Es gibt dutzende Möglichkeiten, einen Editorial Calendar zu führen. Egal ob auf einem Blatt Papier, in deinem Planner, in deinem Kalender auf deinem PC oder direkt in WordPress. EIn paar davon werde ich euch in diesem Abschnitt aufzeigen.

Von Hand

Planen und Brainstorming mache ich am liebsten immer noch offline (klingt komisch als Informatikern, ich weiss). Ich setze mich also mit ein paar Post it – Zetteln und meiner Agenda hin und beginne, den Monat zu füllen. Die Post it – Zettel benutze ich, damit ich diese wie ich will hin und her schieben kann, bis mir der folgende Monat passt und gefällt. Du kannst dir aber auch einfach eine Monatsübersicht ausdrucken oder es sogar als Liste aufschreiben.

Excel, Word, Google Tabellen, Numbers…

Textverarbeitungsprogramme eignen sich ganz gut dazu, einen Editorial Calendar zu führen. Wichtig bei einem solchen Programm ist aber, dass du dir überlegst, ob du ihn nur lokal auf deinem Computer brauchst, oder von überall her auf ihn zugreifen möchtest. Mit zum Beispiel Google Drive kannst du dir ganz einfach online deinen Kalender erstellen und anschliessend auch über dein Smartphone darauf zugreifen.

WordPress Plugins

Natürlich gibt es für WordPress Plugins, welche super funktionieren und du von überall her bedienen kannst. Zum einen wäre da zum Beispiel das Plugin Editorial Calendar, welches du kostenlos installieren kannst. Es ist sehr einfach gehalten und trotzdem erfüllt es seinen Dienst.

Ich verwende das Plugin CoSchedule*, obwohl es mich einiges an Geld gekostet hat. Aber es hat sich gelohnt, denn ich spare damit so viel Zeit. CoSchedule ist nicht nur ein Editorial Calendar. Du hast die Möglichkeit mit ein paar wenigen Klicks einen oder gleich mehrere Social Media Messages für einen Beitrag zu planen und siehst auch gleich, wie beliebt der Beitrag in den Sozialen Medien war. Du kannst die Blog Posts ganz einfach hin und herschieben, bearbeiten, planen, veröffentlichen, etc. Anne von neontrauma hat vor einer Weile einen Beitrag über CoSchedule geschrieben, falls du genaueres erfahren möchtest.

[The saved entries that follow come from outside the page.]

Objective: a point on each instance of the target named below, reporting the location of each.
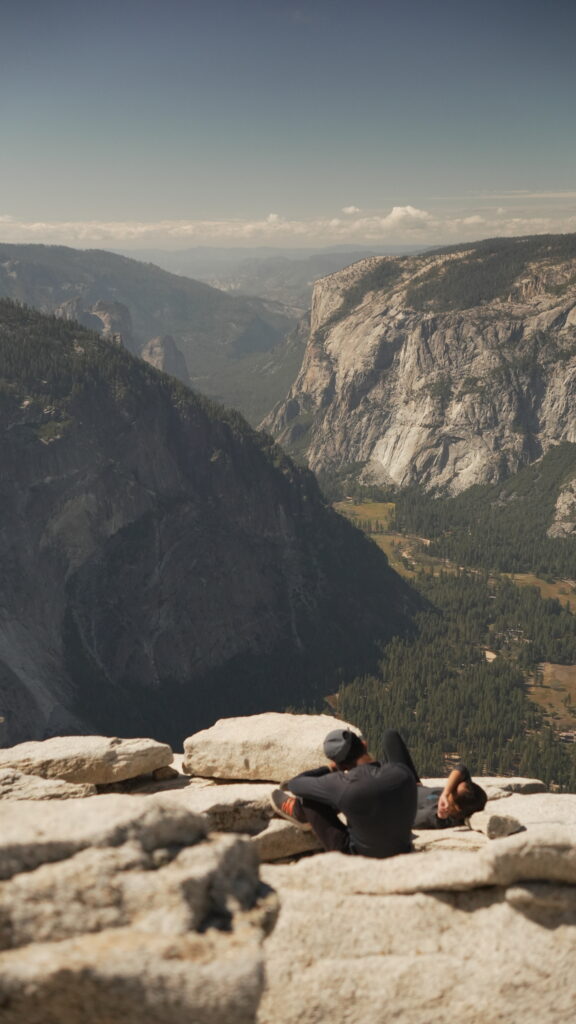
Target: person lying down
(382, 801)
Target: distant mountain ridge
(444, 370)
(235, 348)
(163, 564)
(285, 275)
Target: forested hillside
(439, 689)
(163, 564)
(236, 347)
(504, 526)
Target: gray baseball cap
(338, 744)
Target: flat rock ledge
(269, 748)
(96, 760)
(121, 909)
(15, 785)
(184, 898)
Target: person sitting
(382, 801)
(377, 799)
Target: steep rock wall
(408, 384)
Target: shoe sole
(302, 825)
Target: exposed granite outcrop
(407, 387)
(163, 563)
(115, 906)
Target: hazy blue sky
(175, 123)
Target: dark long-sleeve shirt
(426, 813)
(378, 801)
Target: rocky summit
(187, 899)
(162, 562)
(446, 370)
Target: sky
(293, 123)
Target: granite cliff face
(445, 370)
(161, 560)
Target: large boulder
(118, 908)
(427, 938)
(98, 760)
(15, 785)
(241, 807)
(124, 976)
(270, 747)
(34, 834)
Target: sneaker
(290, 808)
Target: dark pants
(324, 820)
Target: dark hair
(471, 800)
(356, 752)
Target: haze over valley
(330, 223)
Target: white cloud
(400, 224)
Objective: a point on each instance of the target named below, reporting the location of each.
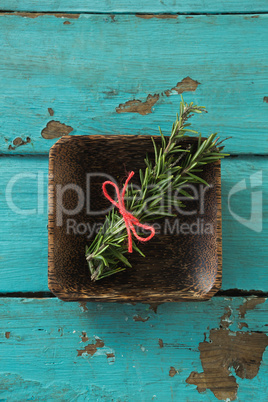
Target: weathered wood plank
(104, 352)
(23, 257)
(131, 6)
(98, 74)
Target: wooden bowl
(182, 263)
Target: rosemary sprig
(173, 167)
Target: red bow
(129, 219)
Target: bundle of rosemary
(173, 167)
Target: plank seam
(220, 293)
(208, 13)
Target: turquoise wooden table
(101, 67)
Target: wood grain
(85, 73)
(179, 265)
(23, 256)
(130, 6)
(52, 350)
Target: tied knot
(129, 219)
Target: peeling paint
(36, 15)
(225, 321)
(154, 307)
(83, 306)
(18, 141)
(250, 304)
(172, 371)
(139, 318)
(185, 85)
(226, 349)
(84, 337)
(159, 16)
(55, 129)
(92, 348)
(241, 325)
(137, 106)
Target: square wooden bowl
(180, 265)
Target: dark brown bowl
(178, 266)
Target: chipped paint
(225, 319)
(36, 15)
(159, 16)
(185, 85)
(17, 142)
(172, 371)
(91, 349)
(55, 129)
(239, 350)
(241, 325)
(250, 304)
(139, 318)
(84, 337)
(137, 106)
(83, 306)
(154, 307)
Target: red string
(130, 220)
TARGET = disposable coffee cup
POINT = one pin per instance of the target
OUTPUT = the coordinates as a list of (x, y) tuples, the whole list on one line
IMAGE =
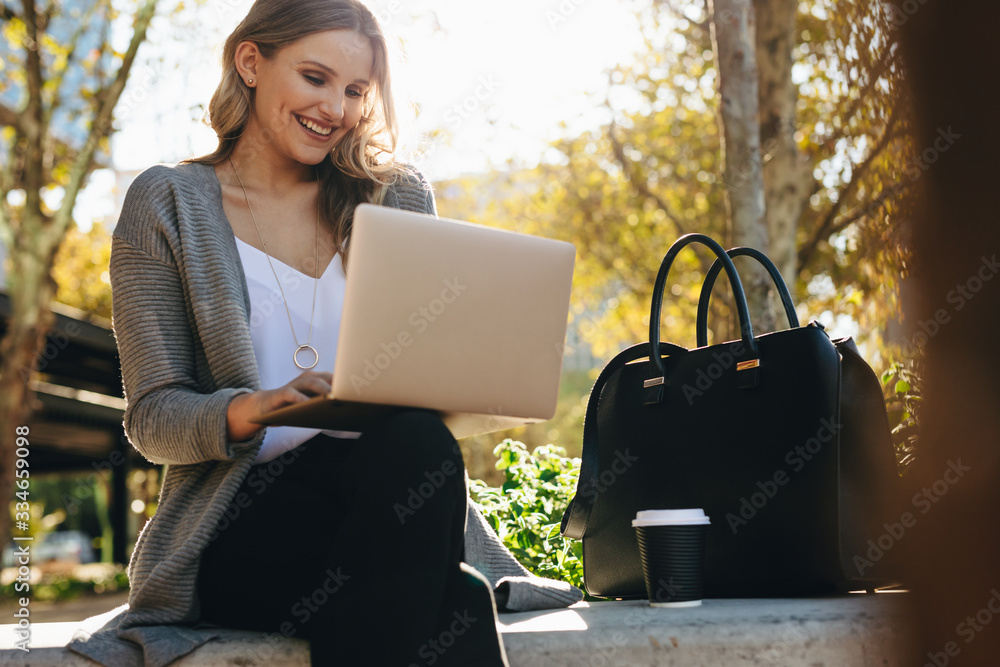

Okay, das war jetzt wohl der längste Beitrag, den ich bisher geschrieben habe. Ich hoffe, ich konnte euch bei der Entscheidung helfen, ob ihr einen Editorial Calendar erstellen wollt, oder nicht. Natürlich zwingt euch niemand und ich kann auch verstehen, wenn ihr Angst davor habt, dass eure Kreativität deswegen verloren geht. Diese Angst hatte ich auch, aber bei mir war sie völlig unbegründet.

Cheers, habt ein schönes Wochenende!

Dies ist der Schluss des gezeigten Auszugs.